The psychologist unfolds that depression makes people forget their behaviours as their minds adapt new ones. F

or instance when a person is depressed, they start sleeping more than usual, an angered person cries a lot, a bipolar person would scream or make noise. When people in such states start exercising, they activate the behaviours they experienced before the situations through bodily movements. This is because exercise is a treatment for both the body and mind.

Being among the people who paved the way for Hilda’s journey in fitness training, Prosperius hints that she was interested in Hilda due to the character she showed during the boot camp sessions.

“I met her in 2018 when I organised an end of the year boot camp. Hilda arrived at the venue earlier than everyone else including myself. She was always punctual at all the boot camps that followed. She was focused, she asked questions related to training and this caught my eye. I wanted her to become my mentee after the boot camps ended.” Prosperius describes Hilda as hardworking and as someone who works for the things that she wants, no matter how long it takes.

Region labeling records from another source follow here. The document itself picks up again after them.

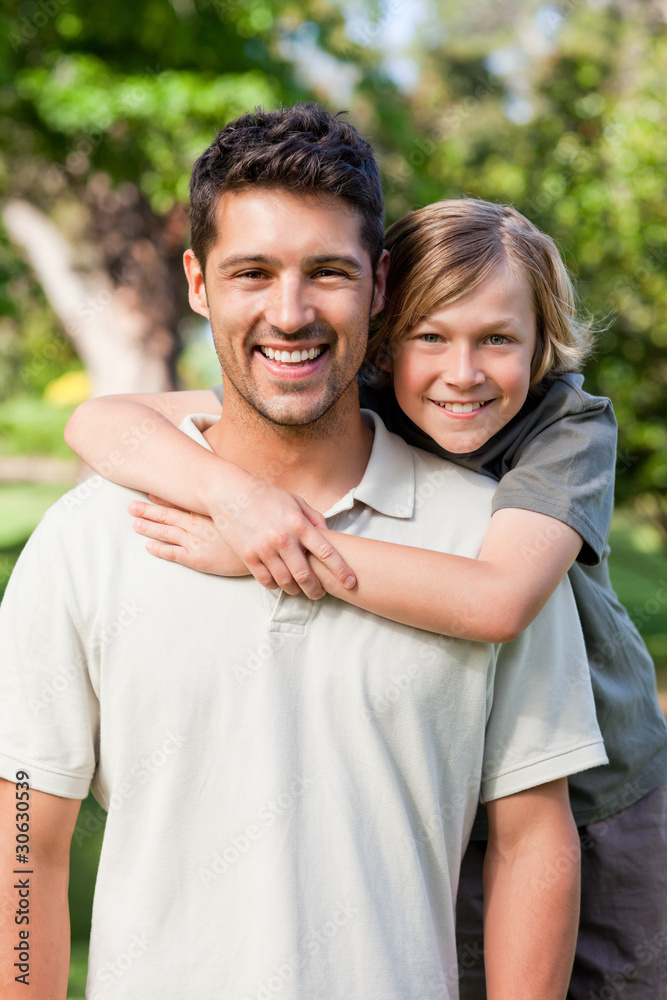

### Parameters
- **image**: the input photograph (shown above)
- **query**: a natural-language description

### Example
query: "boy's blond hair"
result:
[366,198,593,387]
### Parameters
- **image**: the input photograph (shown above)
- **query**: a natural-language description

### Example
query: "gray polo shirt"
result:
[0,415,605,1000]
[361,375,667,824]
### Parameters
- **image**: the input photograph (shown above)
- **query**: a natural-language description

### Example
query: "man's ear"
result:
[371,250,389,316]
[183,250,211,319]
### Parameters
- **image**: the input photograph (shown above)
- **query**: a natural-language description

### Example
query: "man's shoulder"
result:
[34,475,147,565]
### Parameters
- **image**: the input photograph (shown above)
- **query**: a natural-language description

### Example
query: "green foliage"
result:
[0,0,667,539]
[0,396,74,459]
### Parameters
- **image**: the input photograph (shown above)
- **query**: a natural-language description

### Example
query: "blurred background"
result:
[0,0,667,1000]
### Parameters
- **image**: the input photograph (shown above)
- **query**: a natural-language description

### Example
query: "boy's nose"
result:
[264,275,317,333]
[442,346,485,389]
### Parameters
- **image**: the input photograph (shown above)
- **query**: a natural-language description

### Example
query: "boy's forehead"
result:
[213,186,370,266]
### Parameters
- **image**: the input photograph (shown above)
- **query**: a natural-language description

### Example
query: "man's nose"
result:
[442,344,485,389]
[264,275,317,333]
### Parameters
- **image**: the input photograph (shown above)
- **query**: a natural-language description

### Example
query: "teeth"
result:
[434,400,488,413]
[260,347,324,365]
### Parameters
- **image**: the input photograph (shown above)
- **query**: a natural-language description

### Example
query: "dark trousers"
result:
[456,784,667,1000]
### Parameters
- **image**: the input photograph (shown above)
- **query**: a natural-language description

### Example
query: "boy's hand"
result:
[129,484,356,600]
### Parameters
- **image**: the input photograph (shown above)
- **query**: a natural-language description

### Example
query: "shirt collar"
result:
[181,410,415,517]
[325,410,415,517]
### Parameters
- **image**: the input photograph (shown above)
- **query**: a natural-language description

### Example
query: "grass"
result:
[0,396,74,459]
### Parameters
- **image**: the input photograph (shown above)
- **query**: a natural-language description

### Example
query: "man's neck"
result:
[204,380,373,512]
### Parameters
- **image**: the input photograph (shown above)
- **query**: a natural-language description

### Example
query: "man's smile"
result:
[430,399,493,415]
[257,344,327,365]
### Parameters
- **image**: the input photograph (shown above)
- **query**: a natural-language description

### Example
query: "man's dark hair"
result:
[190,103,384,271]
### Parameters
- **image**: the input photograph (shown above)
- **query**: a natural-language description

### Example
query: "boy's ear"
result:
[183,250,211,319]
[371,250,389,316]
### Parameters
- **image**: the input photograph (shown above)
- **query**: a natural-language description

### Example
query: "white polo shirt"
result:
[0,414,606,1000]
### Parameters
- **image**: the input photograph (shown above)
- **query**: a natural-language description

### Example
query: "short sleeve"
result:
[493,389,617,566]
[481,579,607,802]
[0,514,99,799]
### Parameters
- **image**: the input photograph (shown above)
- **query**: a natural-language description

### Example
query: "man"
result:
[0,106,605,1000]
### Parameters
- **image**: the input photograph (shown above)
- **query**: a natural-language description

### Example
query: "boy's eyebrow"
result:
[216,253,363,273]
[415,316,516,333]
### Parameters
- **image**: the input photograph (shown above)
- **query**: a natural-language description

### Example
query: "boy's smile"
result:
[393,268,536,454]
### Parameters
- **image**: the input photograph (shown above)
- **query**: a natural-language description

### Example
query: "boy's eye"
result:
[238,271,266,279]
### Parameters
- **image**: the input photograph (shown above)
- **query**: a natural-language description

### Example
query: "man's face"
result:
[185,187,386,426]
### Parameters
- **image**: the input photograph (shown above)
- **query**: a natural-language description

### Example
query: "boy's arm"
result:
[66,390,581,642]
[484,778,580,1000]
[65,389,354,599]
[311,508,581,642]
[131,502,581,643]
[0,778,81,1000]
[65,389,227,514]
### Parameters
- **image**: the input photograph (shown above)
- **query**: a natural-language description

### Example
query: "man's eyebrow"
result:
[216,253,363,273]
[216,253,280,271]
[304,254,363,271]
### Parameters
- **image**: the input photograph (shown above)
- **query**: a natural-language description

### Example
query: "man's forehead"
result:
[214,186,368,264]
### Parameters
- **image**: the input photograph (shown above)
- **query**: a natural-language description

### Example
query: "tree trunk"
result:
[4,197,185,396]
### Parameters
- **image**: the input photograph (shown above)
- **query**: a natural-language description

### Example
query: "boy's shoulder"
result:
[528,373,614,417]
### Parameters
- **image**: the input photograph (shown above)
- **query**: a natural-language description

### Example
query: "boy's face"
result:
[185,187,386,426]
[392,268,536,454]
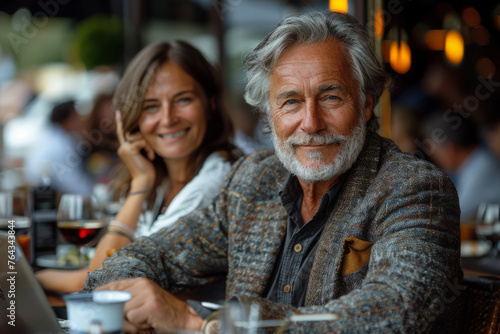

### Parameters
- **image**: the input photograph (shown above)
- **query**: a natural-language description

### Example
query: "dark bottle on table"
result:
[31,184,58,265]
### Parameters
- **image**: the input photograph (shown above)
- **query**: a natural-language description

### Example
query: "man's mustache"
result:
[286,133,348,146]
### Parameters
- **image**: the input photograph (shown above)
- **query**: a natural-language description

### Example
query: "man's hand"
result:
[97,278,203,333]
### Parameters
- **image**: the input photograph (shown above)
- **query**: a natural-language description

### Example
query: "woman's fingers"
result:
[115,110,125,145]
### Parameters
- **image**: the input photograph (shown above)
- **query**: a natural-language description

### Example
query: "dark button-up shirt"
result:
[264,175,343,307]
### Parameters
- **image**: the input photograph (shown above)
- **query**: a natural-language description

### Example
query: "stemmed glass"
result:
[57,194,105,268]
[476,203,500,258]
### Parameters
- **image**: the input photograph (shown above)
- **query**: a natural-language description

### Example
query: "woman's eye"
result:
[179,97,193,103]
[143,104,158,112]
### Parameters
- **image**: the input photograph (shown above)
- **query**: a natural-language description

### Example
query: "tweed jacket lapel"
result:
[305,131,381,306]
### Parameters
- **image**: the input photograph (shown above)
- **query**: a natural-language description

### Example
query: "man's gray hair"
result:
[244,12,388,130]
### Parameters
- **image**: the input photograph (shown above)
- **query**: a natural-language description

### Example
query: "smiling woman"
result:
[37,41,239,292]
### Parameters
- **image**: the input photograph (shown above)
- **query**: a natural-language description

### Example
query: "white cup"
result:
[63,290,132,334]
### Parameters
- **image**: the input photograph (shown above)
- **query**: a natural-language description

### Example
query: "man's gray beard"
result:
[271,114,366,183]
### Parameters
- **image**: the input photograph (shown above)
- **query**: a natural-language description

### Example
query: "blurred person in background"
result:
[37,41,239,297]
[86,94,120,185]
[481,92,500,161]
[233,92,273,155]
[24,101,94,195]
[423,113,500,221]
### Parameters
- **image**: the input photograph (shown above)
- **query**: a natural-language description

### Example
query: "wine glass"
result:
[476,203,500,258]
[57,194,104,268]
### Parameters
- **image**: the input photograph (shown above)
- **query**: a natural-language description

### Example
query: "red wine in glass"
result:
[57,220,104,247]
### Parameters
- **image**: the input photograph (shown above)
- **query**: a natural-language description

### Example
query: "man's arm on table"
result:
[232,160,461,333]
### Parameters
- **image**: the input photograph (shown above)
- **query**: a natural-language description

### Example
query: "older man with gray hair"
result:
[86,13,462,333]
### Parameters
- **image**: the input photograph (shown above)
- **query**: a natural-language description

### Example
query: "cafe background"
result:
[0,0,500,264]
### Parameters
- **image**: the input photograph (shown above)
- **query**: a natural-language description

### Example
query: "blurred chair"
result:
[464,277,500,334]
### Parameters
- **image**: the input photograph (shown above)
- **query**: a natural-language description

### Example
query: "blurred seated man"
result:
[86,12,462,333]
[424,113,500,221]
[25,101,93,195]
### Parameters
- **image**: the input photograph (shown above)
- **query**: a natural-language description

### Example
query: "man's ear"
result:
[365,96,373,122]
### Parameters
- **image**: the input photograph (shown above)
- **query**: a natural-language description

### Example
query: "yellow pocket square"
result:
[342,237,373,276]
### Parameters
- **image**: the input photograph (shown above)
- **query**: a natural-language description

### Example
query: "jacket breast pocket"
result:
[339,237,373,296]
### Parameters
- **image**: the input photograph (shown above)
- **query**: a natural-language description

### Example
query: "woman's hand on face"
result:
[115,111,156,188]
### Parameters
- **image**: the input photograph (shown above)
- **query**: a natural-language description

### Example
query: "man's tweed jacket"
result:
[86,133,462,333]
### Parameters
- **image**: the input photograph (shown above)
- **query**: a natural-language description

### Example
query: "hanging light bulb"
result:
[389,41,411,74]
[444,30,464,65]
[330,0,349,13]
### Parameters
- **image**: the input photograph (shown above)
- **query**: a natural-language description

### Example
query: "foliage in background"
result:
[75,15,124,70]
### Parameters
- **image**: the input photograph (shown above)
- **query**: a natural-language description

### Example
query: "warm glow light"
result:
[330,0,349,13]
[425,30,446,50]
[374,8,384,39]
[472,26,490,46]
[462,7,481,27]
[380,39,392,63]
[444,30,464,65]
[389,41,411,74]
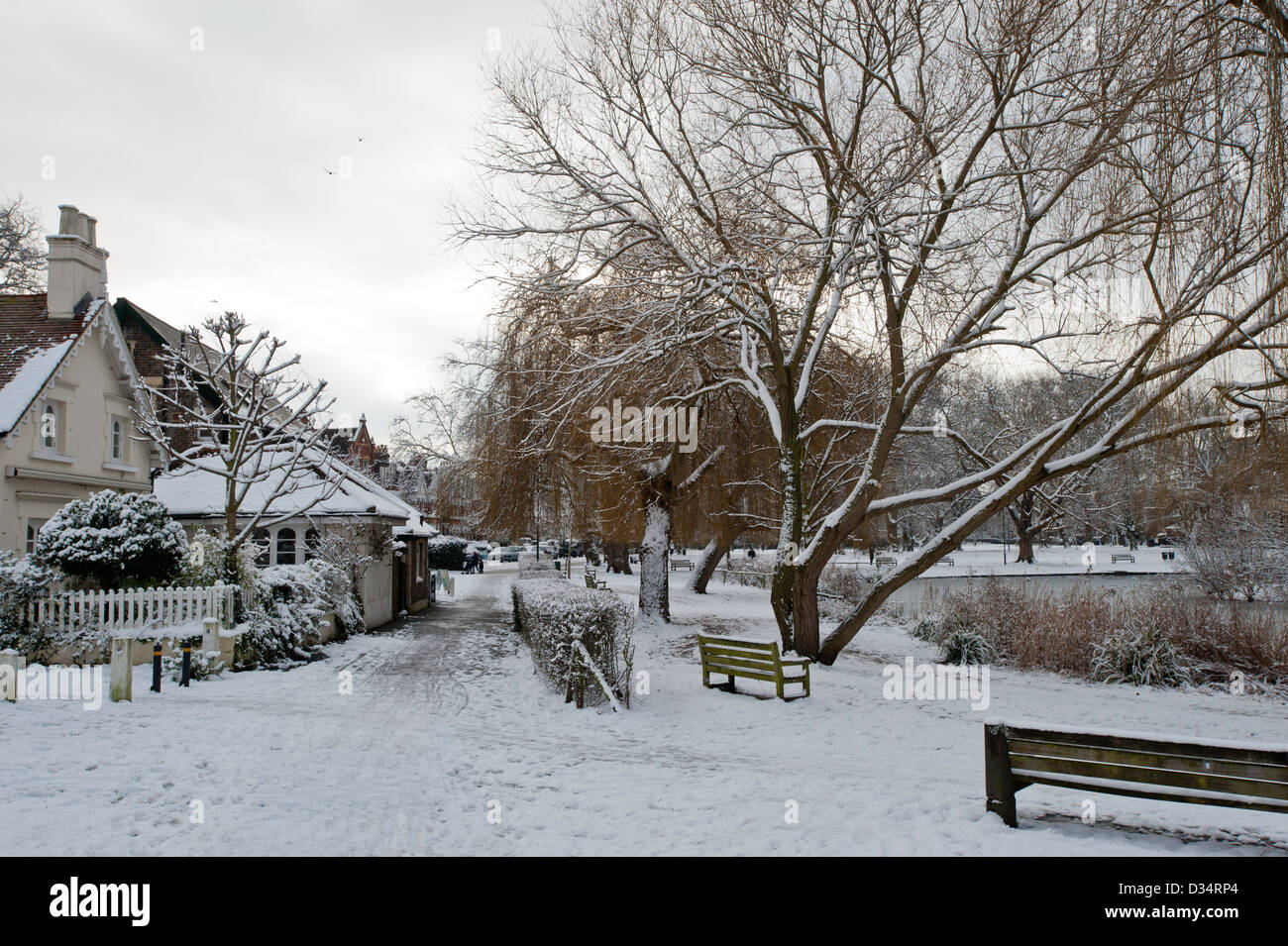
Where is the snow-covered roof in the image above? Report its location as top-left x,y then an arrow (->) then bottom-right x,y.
0,292 -> 113,436
154,447 -> 435,536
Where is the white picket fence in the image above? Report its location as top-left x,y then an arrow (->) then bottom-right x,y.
18,583 -> 236,632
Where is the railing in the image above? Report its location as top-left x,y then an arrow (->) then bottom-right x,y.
17,583 -> 236,632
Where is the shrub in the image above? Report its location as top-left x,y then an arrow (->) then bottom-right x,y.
428,536 -> 469,572
233,559 -> 362,671
939,627 -> 993,664
1091,628 -> 1189,686
36,489 -> 188,588
511,580 -> 635,705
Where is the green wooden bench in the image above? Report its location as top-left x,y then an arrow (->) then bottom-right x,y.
984,719 -> 1288,827
698,635 -> 808,700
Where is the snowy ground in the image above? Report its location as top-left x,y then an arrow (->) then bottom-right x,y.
0,567 -> 1288,856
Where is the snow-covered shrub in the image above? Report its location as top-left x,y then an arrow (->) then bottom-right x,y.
36,489 -> 188,588
939,627 -> 993,664
1091,628 -> 1190,686
511,580 -> 635,705
519,552 -> 555,579
429,536 -> 469,572
233,563 -> 331,671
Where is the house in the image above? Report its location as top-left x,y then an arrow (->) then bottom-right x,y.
155,442 -> 437,628
0,205 -> 151,552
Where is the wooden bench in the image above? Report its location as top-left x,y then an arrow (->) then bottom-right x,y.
984,719 -> 1288,827
698,635 -> 808,700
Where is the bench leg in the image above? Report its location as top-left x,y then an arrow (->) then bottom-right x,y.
984,725 -> 1019,827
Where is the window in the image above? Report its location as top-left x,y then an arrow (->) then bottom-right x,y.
277,529 -> 295,565
27,519 -> 49,555
107,414 -> 126,464
252,529 -> 269,569
39,400 -> 63,453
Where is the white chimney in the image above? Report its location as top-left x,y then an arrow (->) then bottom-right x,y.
46,203 -> 107,319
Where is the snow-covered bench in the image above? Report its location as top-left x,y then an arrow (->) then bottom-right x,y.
698,635 -> 808,700
984,719 -> 1288,827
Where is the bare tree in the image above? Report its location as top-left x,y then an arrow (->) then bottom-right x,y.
136,311 -> 340,574
461,0 -> 1285,663
0,197 -> 46,292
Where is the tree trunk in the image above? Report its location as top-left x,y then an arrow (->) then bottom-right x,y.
769,440 -> 818,653
640,473 -> 675,623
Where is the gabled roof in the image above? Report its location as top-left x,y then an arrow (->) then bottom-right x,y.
0,292 -> 104,436
154,447 -> 435,536
112,296 -> 219,360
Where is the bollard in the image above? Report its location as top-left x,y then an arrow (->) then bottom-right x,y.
110,637 -> 134,702
201,618 -> 219,655
0,648 -> 22,702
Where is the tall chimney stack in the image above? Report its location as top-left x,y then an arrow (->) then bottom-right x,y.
46,203 -> 107,319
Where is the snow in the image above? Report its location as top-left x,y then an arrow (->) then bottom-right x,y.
0,339 -> 76,433
0,565 -> 1288,856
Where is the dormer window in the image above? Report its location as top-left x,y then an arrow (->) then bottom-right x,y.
107,414 -> 128,464
36,400 -> 63,453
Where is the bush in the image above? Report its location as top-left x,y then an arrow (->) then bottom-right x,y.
511,580 -> 635,705
1091,628 -> 1190,686
36,489 -> 188,588
233,559 -> 362,671
939,627 -> 993,664
428,536 -> 469,572
913,580 -> 1288,684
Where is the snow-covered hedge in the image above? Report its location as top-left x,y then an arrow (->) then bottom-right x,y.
429,536 -> 469,572
519,552 -> 555,580
36,489 -> 188,588
511,579 -> 635,705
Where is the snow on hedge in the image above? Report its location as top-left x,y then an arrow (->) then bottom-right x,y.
511,578 -> 635,705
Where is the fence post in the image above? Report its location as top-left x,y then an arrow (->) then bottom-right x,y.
110,637 -> 134,702
0,648 -> 20,702
201,618 -> 219,654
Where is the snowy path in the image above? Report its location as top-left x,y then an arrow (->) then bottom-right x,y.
0,571 -> 1288,856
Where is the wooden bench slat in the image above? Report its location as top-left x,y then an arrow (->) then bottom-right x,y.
1015,770 -> 1288,813
1008,739 -> 1288,783
1012,753 -> 1288,803
984,721 -> 1288,827
1006,726 -> 1288,766
698,635 -> 808,700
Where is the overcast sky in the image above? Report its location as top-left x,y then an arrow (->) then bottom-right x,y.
0,0 -> 544,439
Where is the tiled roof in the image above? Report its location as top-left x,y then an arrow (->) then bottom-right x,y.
0,292 -> 99,435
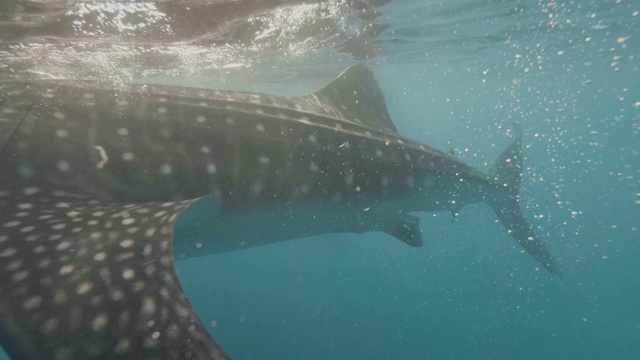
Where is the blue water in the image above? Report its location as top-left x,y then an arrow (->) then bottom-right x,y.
178,1 -> 640,359
2,0 -> 640,359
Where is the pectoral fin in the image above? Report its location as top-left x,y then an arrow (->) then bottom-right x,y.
0,194 -> 228,359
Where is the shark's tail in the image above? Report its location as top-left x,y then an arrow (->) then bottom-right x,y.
487,124 -> 562,277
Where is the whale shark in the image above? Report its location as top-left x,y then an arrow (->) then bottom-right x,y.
0,65 -> 562,359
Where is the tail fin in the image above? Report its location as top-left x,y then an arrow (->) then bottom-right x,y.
487,124 -> 562,277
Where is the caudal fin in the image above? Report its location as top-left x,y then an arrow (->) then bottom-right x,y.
487,124 -> 562,277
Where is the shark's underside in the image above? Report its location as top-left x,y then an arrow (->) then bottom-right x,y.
0,65 -> 560,359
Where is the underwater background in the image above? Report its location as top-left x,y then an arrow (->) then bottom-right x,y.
0,0 -> 640,359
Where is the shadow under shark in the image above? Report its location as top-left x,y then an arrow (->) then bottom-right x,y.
0,65 -> 561,359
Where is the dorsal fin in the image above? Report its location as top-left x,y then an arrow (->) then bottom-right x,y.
313,64 -> 397,132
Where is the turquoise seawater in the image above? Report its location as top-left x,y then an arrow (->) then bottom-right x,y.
0,0 -> 640,360
178,1 -> 640,359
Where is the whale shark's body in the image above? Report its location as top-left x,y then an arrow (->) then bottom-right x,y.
0,65 -> 560,359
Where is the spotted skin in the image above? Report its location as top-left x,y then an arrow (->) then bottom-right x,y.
0,65 -> 560,359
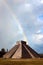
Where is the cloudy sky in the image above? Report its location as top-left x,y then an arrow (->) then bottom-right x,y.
0,0 -> 43,53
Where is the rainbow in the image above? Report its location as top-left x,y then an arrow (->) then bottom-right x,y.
3,0 -> 28,43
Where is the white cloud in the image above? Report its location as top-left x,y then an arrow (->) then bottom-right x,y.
32,34 -> 43,45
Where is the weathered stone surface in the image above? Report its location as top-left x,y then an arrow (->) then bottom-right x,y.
3,41 -> 40,58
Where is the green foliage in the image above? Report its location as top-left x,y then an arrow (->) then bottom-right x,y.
0,59 -> 43,65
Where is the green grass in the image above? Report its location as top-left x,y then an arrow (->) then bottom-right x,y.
0,59 -> 43,65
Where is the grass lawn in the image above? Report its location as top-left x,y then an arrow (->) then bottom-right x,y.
0,58 -> 43,65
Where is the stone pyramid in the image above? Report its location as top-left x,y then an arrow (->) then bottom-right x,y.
3,41 -> 40,58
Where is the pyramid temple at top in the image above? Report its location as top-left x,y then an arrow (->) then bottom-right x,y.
3,41 -> 40,58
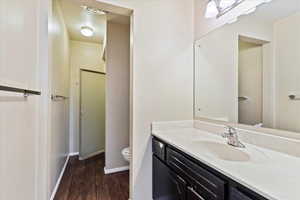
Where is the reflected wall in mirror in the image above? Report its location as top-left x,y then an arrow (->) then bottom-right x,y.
194,0 -> 300,132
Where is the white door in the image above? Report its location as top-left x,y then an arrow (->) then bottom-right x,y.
0,0 -> 44,200
238,41 -> 263,125
80,70 -> 105,159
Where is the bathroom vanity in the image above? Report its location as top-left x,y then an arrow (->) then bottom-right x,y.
152,121 -> 300,200
152,137 -> 266,200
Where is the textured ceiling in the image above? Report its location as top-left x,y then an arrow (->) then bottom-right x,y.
60,0 -> 106,43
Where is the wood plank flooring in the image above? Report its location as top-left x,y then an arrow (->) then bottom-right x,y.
54,154 -> 129,200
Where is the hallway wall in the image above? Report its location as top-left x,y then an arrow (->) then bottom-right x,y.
105,21 -> 130,170
84,0 -> 194,200
48,0 -> 70,198
70,40 -> 105,153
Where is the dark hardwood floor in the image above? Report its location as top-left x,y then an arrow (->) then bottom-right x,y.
54,154 -> 129,200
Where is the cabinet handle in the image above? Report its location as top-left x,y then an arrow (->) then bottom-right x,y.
188,187 -> 205,200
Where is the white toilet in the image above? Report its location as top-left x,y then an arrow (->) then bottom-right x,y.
122,147 -> 131,162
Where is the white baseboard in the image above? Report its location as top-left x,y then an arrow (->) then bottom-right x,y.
104,166 -> 129,174
79,149 -> 105,160
50,155 -> 70,200
69,152 -> 79,156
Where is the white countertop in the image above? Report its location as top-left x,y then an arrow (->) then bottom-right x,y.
152,126 -> 300,200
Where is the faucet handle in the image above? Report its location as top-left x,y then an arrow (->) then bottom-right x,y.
222,126 -> 237,138
225,126 -> 236,134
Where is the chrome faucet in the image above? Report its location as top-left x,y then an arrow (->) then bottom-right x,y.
222,126 -> 245,148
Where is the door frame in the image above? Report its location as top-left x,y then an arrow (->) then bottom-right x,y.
78,68 -> 106,160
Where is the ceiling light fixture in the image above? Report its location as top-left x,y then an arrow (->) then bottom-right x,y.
80,26 -> 94,37
205,0 -> 272,18
205,0 -> 245,18
81,6 -> 107,15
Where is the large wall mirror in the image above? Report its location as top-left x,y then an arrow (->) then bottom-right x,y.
194,0 -> 300,132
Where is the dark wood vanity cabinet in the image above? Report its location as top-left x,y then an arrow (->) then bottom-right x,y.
152,137 -> 267,200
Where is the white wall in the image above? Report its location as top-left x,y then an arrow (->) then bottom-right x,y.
0,0 -> 48,200
105,22 -> 130,169
195,15 -> 273,124
70,41 -> 105,152
274,13 -> 300,132
49,0 -> 70,197
95,0 -> 194,200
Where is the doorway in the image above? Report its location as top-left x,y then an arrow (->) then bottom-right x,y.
238,39 -> 263,126
79,70 -> 105,160
49,0 -> 132,200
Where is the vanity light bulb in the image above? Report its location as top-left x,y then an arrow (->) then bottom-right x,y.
205,0 -> 219,18
220,0 -> 237,9
80,26 -> 94,37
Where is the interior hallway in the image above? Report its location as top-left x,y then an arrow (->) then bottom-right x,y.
54,154 -> 129,200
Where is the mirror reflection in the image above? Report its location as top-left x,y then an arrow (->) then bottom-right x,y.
195,0 -> 300,132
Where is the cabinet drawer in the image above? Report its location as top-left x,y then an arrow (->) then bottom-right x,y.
229,187 -> 256,200
166,148 -> 225,200
152,138 -> 166,160
187,187 -> 205,200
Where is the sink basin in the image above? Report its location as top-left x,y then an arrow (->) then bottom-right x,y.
197,141 -> 251,162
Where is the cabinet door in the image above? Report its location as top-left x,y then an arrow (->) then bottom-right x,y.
187,187 -> 206,200
153,156 -> 186,200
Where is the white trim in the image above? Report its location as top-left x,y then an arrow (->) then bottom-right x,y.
79,149 -> 105,160
69,152 -> 79,157
104,166 -> 129,174
50,155 -> 70,200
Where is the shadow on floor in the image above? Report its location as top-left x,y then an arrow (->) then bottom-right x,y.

One of Hilda’s clients, Mboni Bingo, who has worked with the trainer for three months describes Hilda as an encouraging trainer who has so far helped her to be at her best mentally and physically.

“I started training with her in April. Hilda is encouraging and patient with clients and I like how she gives candid feedback whenever she deems fit,” Mboni says.

Juliana Mwapachu, a longtime client who has seen Hilda in her earliest days of her career, describes the trainer as inspirational. “I started working out with Hilda in 2019. I had just given birth to my second child and had gained a lot of weight. Within the first month, I managed to lose about four kilogrammes. Hilda simplifies all the ‘difficult exercises’ for clients. Hilda always says it starts with the mind and that when you trigger it the way you want, you can do anything you want.”

Juliana says clients consider Hilda as family. “She connects with clients even outside the gym. When I lost my father for example, she was there throughout the funeral. On my mother’s birthday, she brought in flowers at home to celebrate the day with us and this is truly heartening.”

Hilda plans to start her own fitness and health centre that will focus on assisting individuals to reach their health goals, both mentally and physically.

“One of my goals is to one day create a health space for both women and men to chase their health goals. This centre will have psychologists, nutritionists and fitness trainers with the same goal of helping people to lead healthy lives,” she discloses.